Behind the fortunate person that enters the chapel are those two windows that could be seen from the outside, only now they are lit up far more wondrously, as to make someone believe that they are images brought directly from Far Caelum.  The roofs were so high up that noone would be able to see them if the room were not fantastically lit.  As it were, one could gaze up at the ceiling and see the same intricate designs of leaves and branches found on the carpet below, though much larger as to be seen from the distant floor.

There were enough benches in that grand place to seat the dozens of thousands of people that would flock at the beginning of every week to worship Dhelianos, but still not enough to fit the hundreds more that would have to stand outside.  Every person could hear clearly what was being said, due to the expertly designed acoustics of the room, though many worshippers could not clearly see what was happening from the distance.  The room roared when the hymns to Dhelianos were sung, but through some mastery of architecture or magical arts were not painful even to the most sensitive ear.

The only things that could reach those high roofs were the wide and tall columns, which also displayed those elaborate patterns of leaves and branches.  The floors were only carpeted in the aisles.  The center aisle was the red carpet, and was twice as wide as the other aisles.  All other aisles were carpeted in green, but also contained the same patterns as the center carpet.  The rest of the floor was made of rock that was crafted, set, and polished so that no mortal could find where one rock ends and another begins.  The walls, as well as the columns, were also made of these glass-like rocks.

Paltrus was not looking at any of these, however.  As he rode forward, still with the peasants on both sides, he was looking straight ahead at the pulpit, where his father was standing in his golden garments, waiting to bestow upon him this honorable position in the kingdom.  When he reached the end of the benches, he stopped his horse and dismounted, walking the rest of the way to his designated position.  He knew the importance of the appearance of modesty in this ritual, and he kneeled and bowed his head as soon as he reached the king.

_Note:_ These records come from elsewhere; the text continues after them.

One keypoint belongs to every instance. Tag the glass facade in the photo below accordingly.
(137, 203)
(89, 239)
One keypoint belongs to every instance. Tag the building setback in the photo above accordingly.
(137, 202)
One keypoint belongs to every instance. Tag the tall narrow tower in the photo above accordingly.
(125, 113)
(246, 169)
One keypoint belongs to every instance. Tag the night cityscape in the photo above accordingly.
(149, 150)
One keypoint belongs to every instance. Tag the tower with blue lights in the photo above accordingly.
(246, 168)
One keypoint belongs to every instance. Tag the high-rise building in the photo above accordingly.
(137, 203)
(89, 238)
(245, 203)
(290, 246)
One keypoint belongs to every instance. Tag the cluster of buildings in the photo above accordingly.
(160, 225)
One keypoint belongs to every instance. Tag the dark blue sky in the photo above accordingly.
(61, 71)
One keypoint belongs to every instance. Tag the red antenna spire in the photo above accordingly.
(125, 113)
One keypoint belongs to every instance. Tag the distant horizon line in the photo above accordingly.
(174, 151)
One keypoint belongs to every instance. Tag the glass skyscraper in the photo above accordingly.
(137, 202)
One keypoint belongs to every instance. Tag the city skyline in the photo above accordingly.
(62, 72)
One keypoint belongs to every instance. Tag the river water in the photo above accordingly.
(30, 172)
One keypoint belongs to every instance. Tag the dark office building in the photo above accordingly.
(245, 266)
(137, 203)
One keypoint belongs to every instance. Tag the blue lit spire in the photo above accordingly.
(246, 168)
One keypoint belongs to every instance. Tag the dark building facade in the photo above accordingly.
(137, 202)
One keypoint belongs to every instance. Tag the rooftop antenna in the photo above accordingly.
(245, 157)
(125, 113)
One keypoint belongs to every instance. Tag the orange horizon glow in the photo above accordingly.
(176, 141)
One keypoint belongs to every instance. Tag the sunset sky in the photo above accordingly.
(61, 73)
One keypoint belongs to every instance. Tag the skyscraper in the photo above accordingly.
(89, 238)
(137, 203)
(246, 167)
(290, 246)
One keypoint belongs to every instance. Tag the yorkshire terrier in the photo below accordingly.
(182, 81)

Dhelius looked only at his son rather than the peasants.  This time that Paltrus spent kneeling was meant to be in prayer.

When Paltrus lifted his head, Dhelius began to speak.  He had a deep voice, with a lilt that made many trust him immediately.

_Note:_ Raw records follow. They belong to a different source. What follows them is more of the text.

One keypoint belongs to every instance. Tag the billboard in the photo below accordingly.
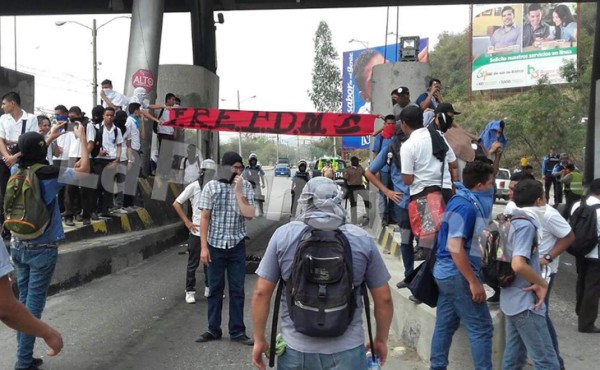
(357, 72)
(515, 45)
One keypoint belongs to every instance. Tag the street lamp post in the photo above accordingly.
(94, 31)
(239, 103)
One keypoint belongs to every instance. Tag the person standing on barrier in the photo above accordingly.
(35, 259)
(457, 270)
(226, 203)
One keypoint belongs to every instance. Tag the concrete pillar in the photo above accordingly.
(142, 58)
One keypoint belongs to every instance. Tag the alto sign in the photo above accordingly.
(143, 78)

“What did you ask of Dhelianos, my son?”

“I asked for the Wisdom and Prudence of my predecessors.”

“And who are your predecessors?”

“You and the ancient kings who make wise decisions, my lord.”

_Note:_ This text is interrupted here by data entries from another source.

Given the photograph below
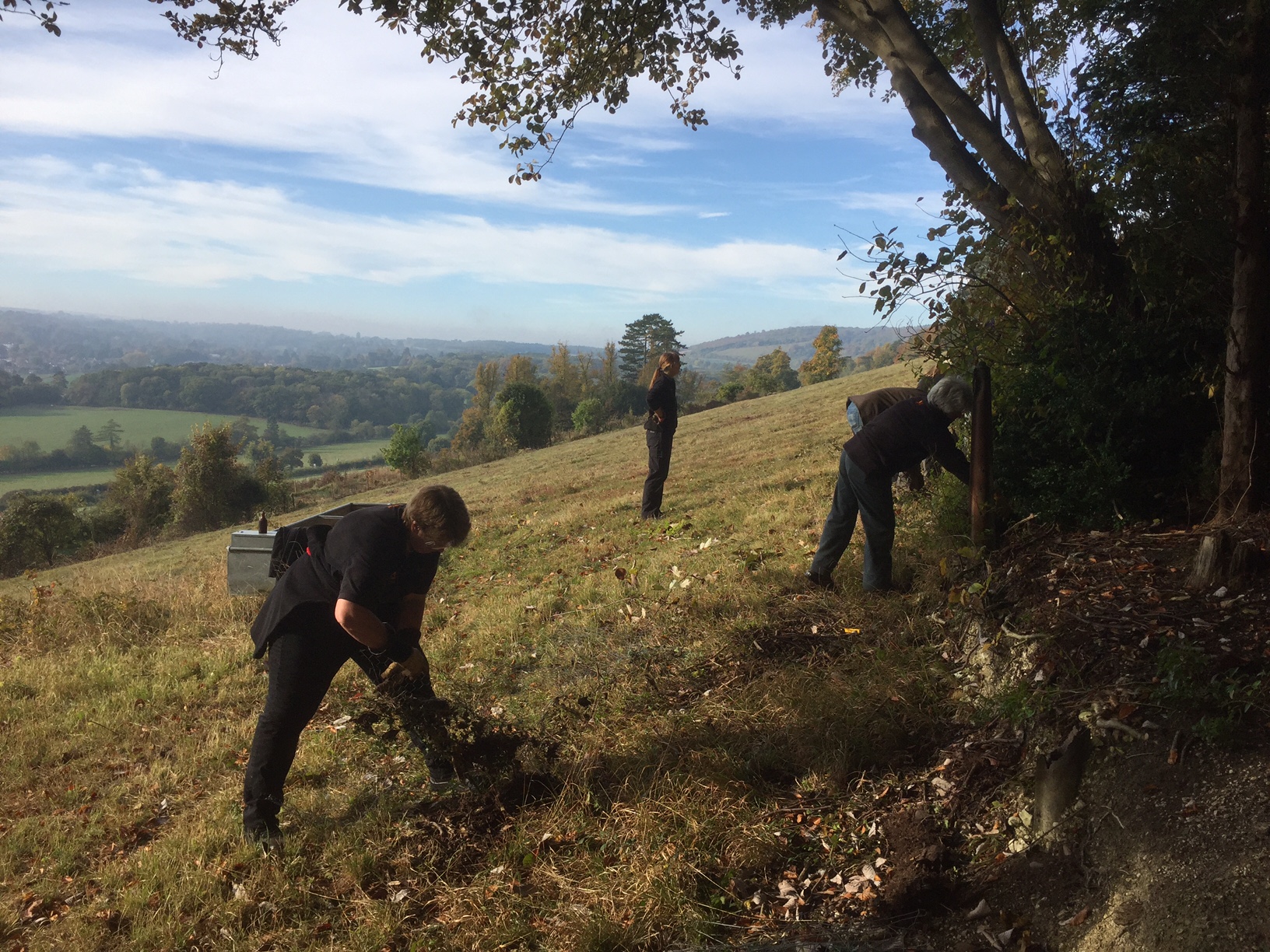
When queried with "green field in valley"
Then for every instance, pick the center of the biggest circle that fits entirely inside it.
(52, 425)
(54, 481)
(337, 453)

“If you say that I am your predecessor, that means that you are to be king, does it not?”

“It does, my lord.”

“And why is it that you believe me to be wise, my son?”

“Because of the greatness of your kingdom and the love that the people have for you, my lord.”

“And you wish for this wisdom?”

“I do, my lord.”

“Was there anything else that was said in this prayer, my son?”

“Yes, my lord.  I pledged my life to serve Dhelianos.”

“Then you have already shown that Dhelianos has given you the wisdom of which you have asked, and as a wise man you must be correct in saying that you are to be king.”

“Yes, my lord.”

“May it be.  Rise, my Second, for that which has been known by Dhelianos for all time is now known to us.  You are Sel-Dhelius, a member of the Royalty of Dhelian and Commander of the Dhelian forces.”

Paltrus stood and said, “I accept this honor, and my loyalty to the Kingdom is eternal.”

“Go now, and serve the Kingdom.”

Paltrus turned and left the chapel, knowing that on this day his new responsibilities would begin.